Sunday, May 02, 2004

PTSD

Another reason why the bullies want to block any real images from Iraq:
    Edie McCoy-Meeks arrived in Pleiku, Vietnam, in July 1968, at age 23 and worked as a nurse at the 71st Evacuation Hospital near the Cambodian border. She later returned home to a career as an operating room nurse and for the most part, she said, shut the door of memory about what she saw and felt in her year of combat medicine.

    But America's journey into Iraq over the past year, she said, has broken down that door.

    "I thought was I doing O.K., then this war came up and I can't stop crying, and I can't listen to the news," said Ms. McCoy-Meeks, now a surgical consultant in Beacon, N.Y. "For a lot of us, this is flashback time."

    The war in Vietnam has charged back into the American consciousness, as the fighting in Iraq has continued and election-year questions have been raised about how President Bush and Senator John Kerry handled the challenges of the Vietnam era as young men.

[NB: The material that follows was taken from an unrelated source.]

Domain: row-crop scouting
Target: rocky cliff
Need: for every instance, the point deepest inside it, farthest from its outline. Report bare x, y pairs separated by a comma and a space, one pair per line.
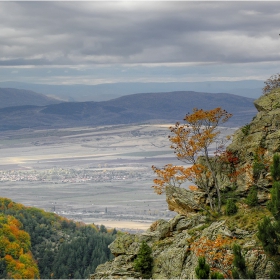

    But for 51 veterans from around the nation, including Ms. McCoy-Meeks, who gathered in Utah this weekend for the first reunion of their unit, known as the 71st Evac, Vietnam never entirely went away. Every member of the unit witnessed war's worst. Many say they are different people today because of Pleiku.
From my VA experience, I learned years don't take away the trauma. PTSD haunts our older vets, even though by strict definition, many don't fall in the DSM diagnostic criteria, still another reason why I caution against using DSM as the bible for anything.